Rapporto del Gruppo dei 30: "Financial Reform: A Framework for Financial Stability"



Il Group of Thirty non è un forum istituzionale, come il Financial Stability Forum, ma una think-tank formata da banchieri (centrali e privati, ex e in carica) e super-economisti. Ne fanno parte, per il nostro paese, Mario Draghi e Tommaso Padoa-Schioppa. Ha avuto risalto sui media la pubblicazione del rapporto Financial Reform: A Framework for Financial Stability. E' scaricabile al costo di $49, mentre è gratis l'elenco delle 18 raccomandazioni: i 30 saggi propongono, tra l'altro, di allargare il perimetro degli intermediari e dei mercati regolamentati (includendo gli hedge fund e i derivati su crediti e stringendo sulle quasi-banche come i fondi di mercato monetario), di limitare il proprietary trading dei gruppi bancari, di rafforzare il loro capitale, di attenuare l'impatto della contabilità al fair value sugli utili, di consentire accantonamenti su crediti anti-ciclici. Molta sintonia con le analoghe raccomandazioni del FSF di aprile e ottobre 2008: là troviamo più di 70 raccomandazioni.

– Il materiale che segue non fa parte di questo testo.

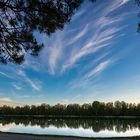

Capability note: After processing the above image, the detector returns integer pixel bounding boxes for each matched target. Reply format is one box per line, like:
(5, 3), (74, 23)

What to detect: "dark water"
(0, 119), (140, 137)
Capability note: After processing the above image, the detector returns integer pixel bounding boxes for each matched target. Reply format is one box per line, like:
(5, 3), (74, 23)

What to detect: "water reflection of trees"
(0, 119), (140, 133)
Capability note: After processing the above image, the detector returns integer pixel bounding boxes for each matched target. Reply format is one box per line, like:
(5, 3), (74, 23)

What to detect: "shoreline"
(0, 131), (140, 140)
(0, 115), (140, 119)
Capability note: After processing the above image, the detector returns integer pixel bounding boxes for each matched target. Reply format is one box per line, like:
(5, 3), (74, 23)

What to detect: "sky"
(0, 0), (140, 105)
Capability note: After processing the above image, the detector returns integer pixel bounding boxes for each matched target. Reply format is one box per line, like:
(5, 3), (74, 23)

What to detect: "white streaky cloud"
(121, 0), (130, 5)
(38, 0), (128, 75)
(66, 24), (89, 46)
(12, 83), (23, 90)
(0, 71), (12, 79)
(48, 36), (62, 74)
(0, 98), (13, 103)
(84, 59), (112, 79)
(17, 70), (42, 91)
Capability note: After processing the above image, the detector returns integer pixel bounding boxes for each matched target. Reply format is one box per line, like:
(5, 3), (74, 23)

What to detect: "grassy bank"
(0, 115), (140, 119)
(0, 132), (140, 140)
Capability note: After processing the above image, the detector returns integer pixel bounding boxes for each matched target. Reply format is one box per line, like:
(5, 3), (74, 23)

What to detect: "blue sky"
(0, 0), (140, 105)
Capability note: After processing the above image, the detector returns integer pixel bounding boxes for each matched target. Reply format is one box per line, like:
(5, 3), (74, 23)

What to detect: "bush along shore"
(0, 101), (140, 118)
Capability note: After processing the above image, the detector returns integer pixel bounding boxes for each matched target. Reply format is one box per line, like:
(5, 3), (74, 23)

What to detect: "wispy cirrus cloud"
(12, 83), (23, 90)
(0, 98), (13, 103)
(0, 71), (12, 79)
(17, 70), (42, 91)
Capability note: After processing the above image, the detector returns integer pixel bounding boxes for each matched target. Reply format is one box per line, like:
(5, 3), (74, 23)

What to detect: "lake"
(0, 119), (140, 137)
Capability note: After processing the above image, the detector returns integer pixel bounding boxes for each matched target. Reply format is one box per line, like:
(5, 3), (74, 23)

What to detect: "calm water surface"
(0, 119), (140, 137)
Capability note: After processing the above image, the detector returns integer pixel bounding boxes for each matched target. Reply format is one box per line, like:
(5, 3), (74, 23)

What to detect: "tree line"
(0, 101), (140, 116)
(0, 118), (140, 133)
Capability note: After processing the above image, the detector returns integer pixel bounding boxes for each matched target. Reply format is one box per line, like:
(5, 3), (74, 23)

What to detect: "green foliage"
(0, 101), (140, 116)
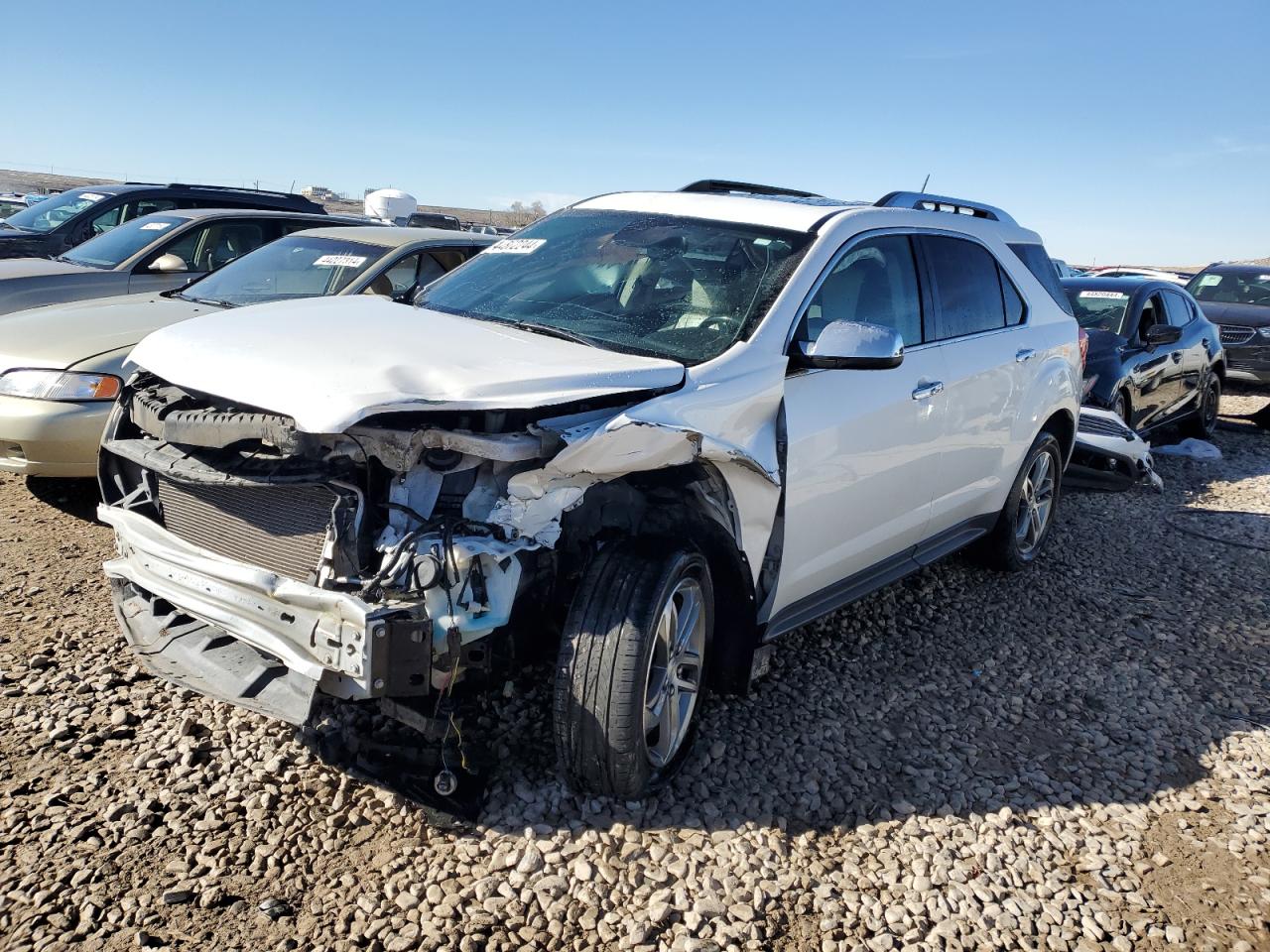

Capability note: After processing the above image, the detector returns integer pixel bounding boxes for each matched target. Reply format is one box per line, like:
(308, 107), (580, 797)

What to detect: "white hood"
(131, 296), (684, 432)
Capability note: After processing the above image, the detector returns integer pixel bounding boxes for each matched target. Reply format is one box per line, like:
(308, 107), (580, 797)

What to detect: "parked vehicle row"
(0, 180), (1249, 798)
(86, 181), (1080, 797)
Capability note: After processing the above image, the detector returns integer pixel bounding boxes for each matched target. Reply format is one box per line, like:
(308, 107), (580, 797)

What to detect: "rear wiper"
(495, 318), (603, 349)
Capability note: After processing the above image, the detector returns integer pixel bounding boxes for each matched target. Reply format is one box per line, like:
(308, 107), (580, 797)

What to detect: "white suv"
(100, 180), (1080, 798)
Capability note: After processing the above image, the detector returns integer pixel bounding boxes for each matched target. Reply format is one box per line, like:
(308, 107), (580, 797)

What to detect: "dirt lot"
(0, 398), (1270, 952)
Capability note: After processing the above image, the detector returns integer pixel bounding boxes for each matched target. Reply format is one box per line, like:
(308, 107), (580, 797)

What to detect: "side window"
(163, 221), (266, 272)
(997, 264), (1026, 327)
(1165, 294), (1195, 327)
(922, 235), (1005, 340)
(87, 204), (127, 237)
(798, 235), (922, 345)
(1138, 295), (1169, 340)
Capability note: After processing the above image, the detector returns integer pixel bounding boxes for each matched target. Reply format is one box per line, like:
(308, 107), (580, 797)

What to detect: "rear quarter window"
(1010, 241), (1076, 317)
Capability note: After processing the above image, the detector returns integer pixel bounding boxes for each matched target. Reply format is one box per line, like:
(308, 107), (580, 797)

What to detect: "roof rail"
(874, 191), (1017, 225)
(680, 178), (823, 198)
(123, 181), (305, 198)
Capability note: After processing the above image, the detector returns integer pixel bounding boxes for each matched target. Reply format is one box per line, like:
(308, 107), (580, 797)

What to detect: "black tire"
(979, 431), (1063, 572)
(554, 539), (713, 799)
(1178, 373), (1221, 439)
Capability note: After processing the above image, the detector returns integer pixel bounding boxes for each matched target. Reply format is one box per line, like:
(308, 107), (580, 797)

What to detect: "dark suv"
(1187, 264), (1270, 387)
(0, 181), (326, 258)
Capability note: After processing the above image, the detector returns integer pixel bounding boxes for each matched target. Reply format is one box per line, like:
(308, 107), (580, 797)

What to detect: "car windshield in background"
(5, 189), (109, 235)
(61, 214), (190, 268)
(1067, 289), (1129, 335)
(417, 209), (811, 363)
(1187, 269), (1270, 307)
(181, 235), (385, 307)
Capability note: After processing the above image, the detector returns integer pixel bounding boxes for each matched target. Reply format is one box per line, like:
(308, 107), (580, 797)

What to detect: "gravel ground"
(0, 398), (1270, 952)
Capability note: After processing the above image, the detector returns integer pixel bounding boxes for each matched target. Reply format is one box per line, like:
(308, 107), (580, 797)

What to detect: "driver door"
(772, 234), (945, 627)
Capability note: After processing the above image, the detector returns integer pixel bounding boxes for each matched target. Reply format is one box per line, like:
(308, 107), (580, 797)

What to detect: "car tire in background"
(1178, 373), (1221, 439)
(978, 431), (1063, 571)
(554, 539), (713, 799)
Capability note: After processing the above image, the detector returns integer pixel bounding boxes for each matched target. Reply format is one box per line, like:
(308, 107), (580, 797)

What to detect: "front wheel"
(979, 432), (1063, 571)
(554, 539), (713, 799)
(1179, 373), (1221, 439)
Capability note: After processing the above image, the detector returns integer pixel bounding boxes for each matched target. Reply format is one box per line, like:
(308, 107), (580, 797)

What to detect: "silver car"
(0, 227), (495, 476)
(0, 208), (371, 314)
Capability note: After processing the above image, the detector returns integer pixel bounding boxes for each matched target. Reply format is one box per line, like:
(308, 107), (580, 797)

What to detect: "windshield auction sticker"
(314, 255), (366, 268)
(484, 239), (548, 255)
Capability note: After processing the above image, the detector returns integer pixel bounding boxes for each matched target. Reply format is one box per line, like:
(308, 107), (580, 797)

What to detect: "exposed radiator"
(156, 475), (339, 583)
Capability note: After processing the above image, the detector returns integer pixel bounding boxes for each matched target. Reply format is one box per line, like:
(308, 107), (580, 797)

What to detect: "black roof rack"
(680, 178), (825, 198)
(874, 191), (1017, 225)
(123, 181), (305, 198)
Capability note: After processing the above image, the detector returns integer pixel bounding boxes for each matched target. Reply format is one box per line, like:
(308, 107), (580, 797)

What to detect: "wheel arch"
(557, 459), (758, 693)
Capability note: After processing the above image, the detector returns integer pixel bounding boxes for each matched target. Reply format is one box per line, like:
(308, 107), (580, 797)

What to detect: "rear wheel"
(1179, 373), (1221, 439)
(980, 432), (1063, 571)
(554, 540), (713, 799)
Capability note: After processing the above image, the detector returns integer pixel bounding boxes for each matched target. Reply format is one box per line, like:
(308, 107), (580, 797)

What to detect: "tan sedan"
(0, 227), (496, 476)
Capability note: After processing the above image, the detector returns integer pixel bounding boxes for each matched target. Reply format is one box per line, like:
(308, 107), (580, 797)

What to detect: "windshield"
(1187, 269), (1270, 307)
(417, 209), (811, 363)
(181, 235), (385, 307)
(63, 214), (190, 268)
(1066, 289), (1129, 335)
(5, 187), (110, 235)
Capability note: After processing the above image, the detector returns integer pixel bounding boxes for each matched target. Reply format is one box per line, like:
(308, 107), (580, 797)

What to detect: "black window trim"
(784, 226), (935, 357)
(904, 228), (1021, 350)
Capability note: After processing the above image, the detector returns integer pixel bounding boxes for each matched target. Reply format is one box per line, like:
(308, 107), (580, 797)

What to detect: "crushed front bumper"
(98, 505), (414, 724)
(1063, 407), (1165, 493)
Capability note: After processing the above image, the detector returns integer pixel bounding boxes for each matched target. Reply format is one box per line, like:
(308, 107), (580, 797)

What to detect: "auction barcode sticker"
(314, 255), (366, 268)
(485, 239), (548, 255)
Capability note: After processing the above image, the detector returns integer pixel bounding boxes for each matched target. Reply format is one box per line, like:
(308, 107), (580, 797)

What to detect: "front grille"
(1076, 414), (1133, 439)
(1218, 323), (1256, 344)
(156, 476), (339, 581)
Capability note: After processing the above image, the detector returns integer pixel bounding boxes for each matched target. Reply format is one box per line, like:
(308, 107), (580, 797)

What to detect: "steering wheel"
(698, 313), (740, 334)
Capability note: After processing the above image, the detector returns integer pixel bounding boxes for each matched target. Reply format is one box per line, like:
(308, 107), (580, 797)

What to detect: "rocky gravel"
(0, 398), (1270, 952)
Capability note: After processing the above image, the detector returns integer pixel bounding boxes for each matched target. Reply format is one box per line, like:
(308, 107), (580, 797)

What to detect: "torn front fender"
(1063, 407), (1165, 493)
(490, 361), (785, 581)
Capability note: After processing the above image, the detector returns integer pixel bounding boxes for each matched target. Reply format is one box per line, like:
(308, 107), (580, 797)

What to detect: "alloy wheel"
(644, 577), (706, 767)
(1015, 453), (1056, 556)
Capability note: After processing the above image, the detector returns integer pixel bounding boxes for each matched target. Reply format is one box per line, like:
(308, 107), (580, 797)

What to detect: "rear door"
(772, 234), (945, 617)
(918, 235), (1034, 536)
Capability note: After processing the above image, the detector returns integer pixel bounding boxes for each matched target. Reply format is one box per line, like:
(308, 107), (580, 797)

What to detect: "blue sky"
(0, 0), (1270, 264)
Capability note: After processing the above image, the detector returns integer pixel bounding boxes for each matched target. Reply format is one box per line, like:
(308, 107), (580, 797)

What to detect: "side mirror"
(791, 321), (904, 371)
(149, 253), (190, 274)
(1146, 323), (1183, 346)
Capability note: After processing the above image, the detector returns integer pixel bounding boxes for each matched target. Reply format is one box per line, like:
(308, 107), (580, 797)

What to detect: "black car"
(1187, 264), (1270, 386)
(0, 181), (326, 258)
(407, 212), (463, 231)
(1063, 278), (1225, 439)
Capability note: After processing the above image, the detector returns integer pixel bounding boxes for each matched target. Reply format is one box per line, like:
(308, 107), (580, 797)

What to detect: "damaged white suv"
(100, 180), (1080, 798)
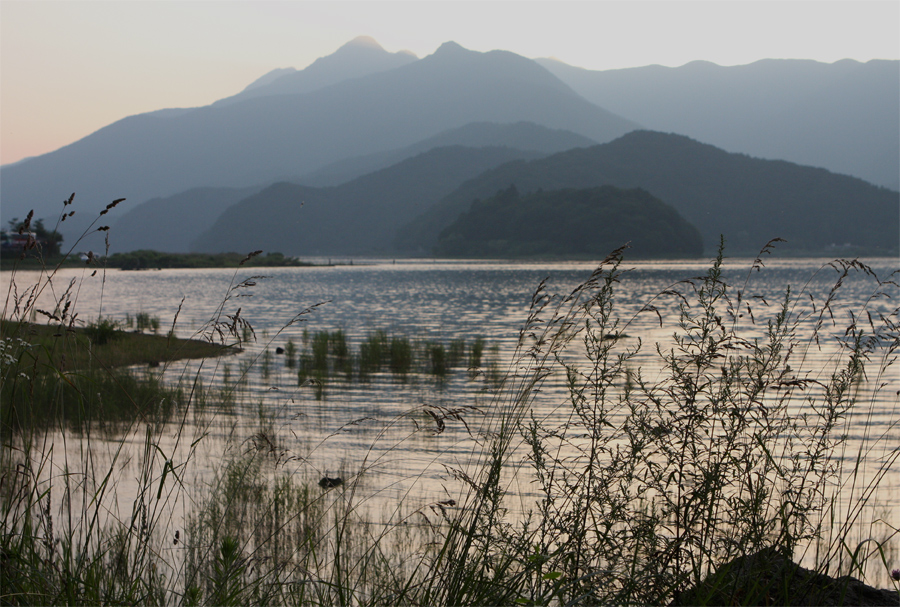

Già che visitavo il sito dei Trenta, sono andato a rivedermi il loro celebre rapporto del 1993 Derivatives. Practices and Principles, che ha segnato la svolta della gestione e regolamentazione sui rischi di mercato (il grande pubblico ha imparato a conoscere i modelli VaR con questo documento). Sarebbe il caso di scrivere un addendum a quel rapporto: i derivati e in genere l'innovazione finanziaria sono fattori di arricchimento del mercato, sempr e comunque?
Sarebbe ora di mettere in discussione questo assioma, o di condizionarne la validità. Dopo lo scoppio di questa crisi, siamo ancora convinti che l'economia trae beneficio dal minuetto tra innovazione dei mercati finanziari e rincorsa delle regole prudenziali? Siamo nela situazione paradossale in cui si esalta la funzione di discovery delle PD svolta dal mercato dei credit derivatives, escono emissioni garantite dallo Stato con clausole complicatissime di step up / subordinazione / conversione / esposizione alle perdite, e i mercati monetari (a cominciare dall'interbancario) sono ingessati, il Libor non è più rappresentativo, mancano i punti di riferimento fondamentali.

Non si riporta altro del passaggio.